- US release film poster
- Directed by: Montgomery Tully
- Screenplay by: Maurice J. Wilson Montgomery Tully
- Based on: They Also Serve by Gerald Anstruther and Paul White
- Produced by: Maurice J. Wilson
- Starring: Stephen Murray June Thorburn Alan Wheatley John Carson
- Cinematography: Geoffrey Faithfull
- Edited by: Eric Boyd-Perkins
- Music by: Ken Thorne
- Production company: Eternal Films
- Distributed by: Grand National Pictures Allied Artists (USA)
- Release dates: August 19, 1963; August 19, 1964 (US);
- Running time: 70 minutes
- Country: United Kingdom
- Language: English

= Master Spy =

1963 British film by Montgomery Tully

Master Spy (also known as Checkmate) is a 1963 British spy film directed by Montgomery Tully and starring Stephen Murray, June Thorburn and Alan Wheatley. The screenplay was by Tully and Maurice J. Wilson based on the short story "They Also Serve" by Gerald Anstruther and Paul White.

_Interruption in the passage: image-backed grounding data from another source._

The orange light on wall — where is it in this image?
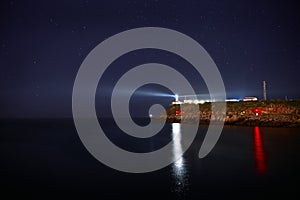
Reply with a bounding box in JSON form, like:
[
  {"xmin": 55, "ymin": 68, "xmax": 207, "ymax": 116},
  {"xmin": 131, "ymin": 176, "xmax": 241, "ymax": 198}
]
[{"xmin": 254, "ymin": 126, "xmax": 267, "ymax": 174}]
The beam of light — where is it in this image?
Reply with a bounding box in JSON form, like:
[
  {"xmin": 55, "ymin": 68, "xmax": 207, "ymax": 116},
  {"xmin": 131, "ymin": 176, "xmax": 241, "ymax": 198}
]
[
  {"xmin": 150, "ymin": 92, "xmax": 176, "ymax": 98},
  {"xmin": 110, "ymin": 88, "xmax": 176, "ymax": 98},
  {"xmin": 253, "ymin": 126, "xmax": 267, "ymax": 174}
]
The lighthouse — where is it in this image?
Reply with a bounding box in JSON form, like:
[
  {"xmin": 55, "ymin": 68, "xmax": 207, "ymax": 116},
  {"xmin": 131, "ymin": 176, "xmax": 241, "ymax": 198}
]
[
  {"xmin": 175, "ymin": 94, "xmax": 179, "ymax": 102},
  {"xmin": 172, "ymin": 94, "xmax": 182, "ymax": 105}
]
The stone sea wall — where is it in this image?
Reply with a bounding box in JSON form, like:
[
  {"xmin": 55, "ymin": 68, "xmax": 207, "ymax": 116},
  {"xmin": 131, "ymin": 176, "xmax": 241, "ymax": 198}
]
[{"xmin": 163, "ymin": 100, "xmax": 300, "ymax": 127}]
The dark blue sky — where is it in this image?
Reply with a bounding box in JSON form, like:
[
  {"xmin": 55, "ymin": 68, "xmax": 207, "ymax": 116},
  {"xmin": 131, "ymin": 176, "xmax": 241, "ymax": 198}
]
[{"xmin": 1, "ymin": 0, "xmax": 300, "ymax": 118}]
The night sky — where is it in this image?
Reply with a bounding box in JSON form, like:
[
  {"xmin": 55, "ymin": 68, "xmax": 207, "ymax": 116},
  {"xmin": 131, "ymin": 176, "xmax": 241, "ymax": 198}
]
[{"xmin": 1, "ymin": 0, "xmax": 300, "ymax": 118}]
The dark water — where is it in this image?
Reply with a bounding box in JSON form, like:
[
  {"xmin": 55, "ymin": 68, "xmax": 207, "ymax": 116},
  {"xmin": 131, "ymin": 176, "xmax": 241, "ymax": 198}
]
[{"xmin": 1, "ymin": 119, "xmax": 300, "ymax": 199}]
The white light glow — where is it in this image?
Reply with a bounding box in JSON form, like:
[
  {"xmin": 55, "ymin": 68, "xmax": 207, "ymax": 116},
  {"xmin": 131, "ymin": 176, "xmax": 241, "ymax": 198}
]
[
  {"xmin": 175, "ymin": 94, "xmax": 179, "ymax": 102},
  {"xmin": 172, "ymin": 123, "xmax": 183, "ymax": 169}
]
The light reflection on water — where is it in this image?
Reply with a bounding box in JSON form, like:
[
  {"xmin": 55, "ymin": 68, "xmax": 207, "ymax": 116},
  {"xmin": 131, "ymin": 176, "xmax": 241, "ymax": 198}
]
[
  {"xmin": 169, "ymin": 123, "xmax": 269, "ymax": 198},
  {"xmin": 171, "ymin": 123, "xmax": 189, "ymax": 199},
  {"xmin": 253, "ymin": 126, "xmax": 267, "ymax": 174}
]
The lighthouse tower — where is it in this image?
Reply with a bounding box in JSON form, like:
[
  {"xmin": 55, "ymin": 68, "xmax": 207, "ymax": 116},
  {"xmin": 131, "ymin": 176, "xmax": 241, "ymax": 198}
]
[{"xmin": 175, "ymin": 94, "xmax": 179, "ymax": 102}]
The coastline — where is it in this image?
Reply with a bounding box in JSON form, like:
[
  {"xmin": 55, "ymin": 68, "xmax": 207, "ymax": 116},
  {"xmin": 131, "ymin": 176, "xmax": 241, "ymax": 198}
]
[{"xmin": 163, "ymin": 100, "xmax": 300, "ymax": 128}]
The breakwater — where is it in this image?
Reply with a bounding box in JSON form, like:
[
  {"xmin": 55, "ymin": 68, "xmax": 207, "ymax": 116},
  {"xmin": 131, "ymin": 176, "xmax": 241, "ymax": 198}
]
[{"xmin": 163, "ymin": 100, "xmax": 300, "ymax": 127}]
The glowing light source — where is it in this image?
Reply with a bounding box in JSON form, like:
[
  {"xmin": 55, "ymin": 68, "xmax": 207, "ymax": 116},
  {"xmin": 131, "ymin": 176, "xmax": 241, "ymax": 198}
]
[
  {"xmin": 175, "ymin": 94, "xmax": 179, "ymax": 101},
  {"xmin": 243, "ymin": 97, "xmax": 258, "ymax": 101},
  {"xmin": 199, "ymin": 100, "xmax": 205, "ymax": 104},
  {"xmin": 253, "ymin": 108, "xmax": 263, "ymax": 116}
]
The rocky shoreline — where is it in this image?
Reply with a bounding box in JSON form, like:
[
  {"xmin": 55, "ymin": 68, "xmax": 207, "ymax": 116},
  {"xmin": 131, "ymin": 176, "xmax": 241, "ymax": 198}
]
[{"xmin": 163, "ymin": 100, "xmax": 300, "ymax": 127}]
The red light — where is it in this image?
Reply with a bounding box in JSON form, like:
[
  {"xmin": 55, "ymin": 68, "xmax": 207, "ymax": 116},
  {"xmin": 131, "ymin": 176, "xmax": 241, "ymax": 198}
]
[
  {"xmin": 252, "ymin": 108, "xmax": 263, "ymax": 116},
  {"xmin": 254, "ymin": 126, "xmax": 267, "ymax": 174},
  {"xmin": 175, "ymin": 110, "xmax": 181, "ymax": 115},
  {"xmin": 253, "ymin": 108, "xmax": 262, "ymax": 113}
]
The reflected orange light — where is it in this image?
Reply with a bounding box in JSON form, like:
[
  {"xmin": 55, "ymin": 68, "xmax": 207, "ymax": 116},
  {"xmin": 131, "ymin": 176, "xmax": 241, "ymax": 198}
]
[{"xmin": 254, "ymin": 126, "xmax": 267, "ymax": 174}]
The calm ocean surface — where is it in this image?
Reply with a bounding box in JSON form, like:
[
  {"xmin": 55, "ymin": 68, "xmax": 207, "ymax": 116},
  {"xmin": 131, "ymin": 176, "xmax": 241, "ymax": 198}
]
[{"xmin": 1, "ymin": 119, "xmax": 300, "ymax": 199}]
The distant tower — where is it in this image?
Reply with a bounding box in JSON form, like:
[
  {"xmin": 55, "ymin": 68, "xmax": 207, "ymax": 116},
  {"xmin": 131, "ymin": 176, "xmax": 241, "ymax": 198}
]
[{"xmin": 263, "ymin": 80, "xmax": 267, "ymax": 101}]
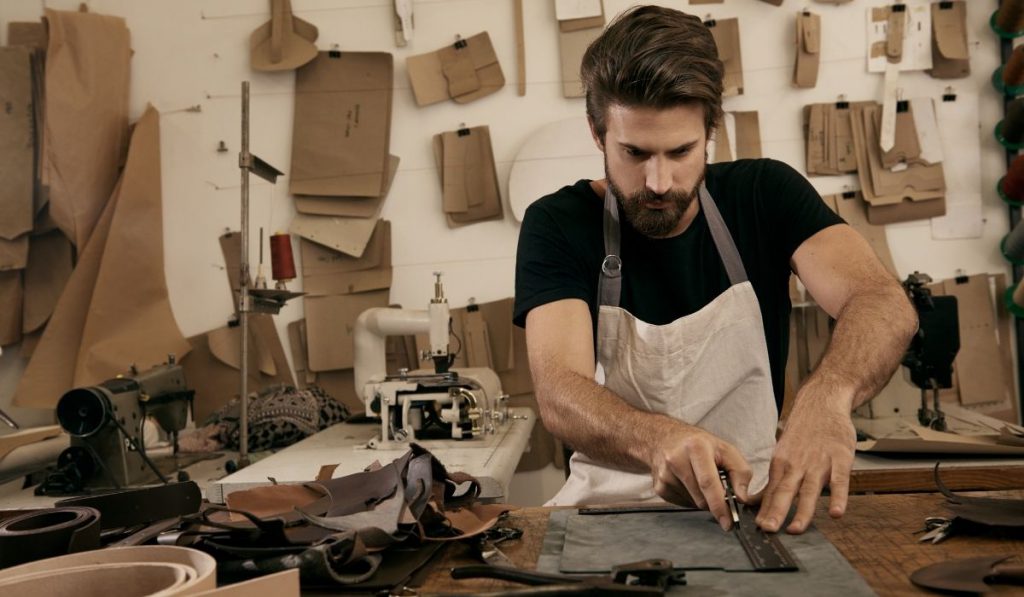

The US release film poster identifies the Master Spy as Agent 909.

==Plot==
A Russian nuclear scientist, Dr Boris Turganev, defects from an unnamed country to the West. He is employed by the UK Government at a top secret scientific establishment to continue his work on neutron rays. He is introduced to a wealthy local man, Paul Skelton, and they identify themselves to each other as spies. Turganev's colleagues start to suspect he is stealing secrets for the communists; Turganev passes information to Skelton under the cover of their private games of chess. British Intelligence arrests them, and they are tried and sentenced to long prison terms.

Turganev's colleague is puzzled that the secret document which Turganev was passing to Skelton had been altered and would not work. In a plot twist, it is revealed that Turganev was working for British Intelligence, who suspected Skelton and wanted to catch his spy ring. A prison escape is engineered for Turganev so that he can return to his own country and continue his activities for the British with his cover intact.

==Cast==
- Stephen Murray as Boris Turganev
- June Thorburn as Leila Telford
- Alan Wheatley as Paul Skelton
- John Carson as Richard Colman
- John Bown as John Baxter
- Jack Watson as Captain Foster
- Ernest Clark as Doctor Pembury
- Peter Gilmore as Tom Masters
- Marne Maitland as Doctor Asafu
- Ellen Pollock as Dr Mary Morrell
- Hugh Morton as Sir Gilbert Saunders
- Basil Dignam as Richard Horton
- Victor Beaumont as Petrov
- Hamilton Dyce as airport controller
- Michael Peake as Barnes
- Dan Cressey as policeman (uncredited)
- Derek Francis as police Inspector (uncredited)
- John G. Heller as police officer (uncredited)
- Aileen Lewis as woman boarding a plane (uncredited)
- John H. Watson as detective at airport (uncredited)

==Critical reception==
The Monthly Film Bulletin wrote: "Placid and plodding, this spy story is distinguished only by a few nice touches of characterisation."

The New York Times called the film "a TEPID, square-cut espionage drama."

The Radio Times Guide to Films gave the film 1/5 stars, writing: "There isn't an atom of suspense in Montgomery Tully's tepid thriller about spying scientists. Indeed, the most exciting moments are the games of chess during which defector Stephen Murray passes vital secrets to communist squire, Alan Wheatley. There's a valiant attempt to put a sting in the tail, but only lab assistant June Thorburn fails to see through the slenderest web of deception."

AllMovie wrote, "While only 71 minutes, Master Spy has enough plot twists for a library-full of Fleming and LeCarre."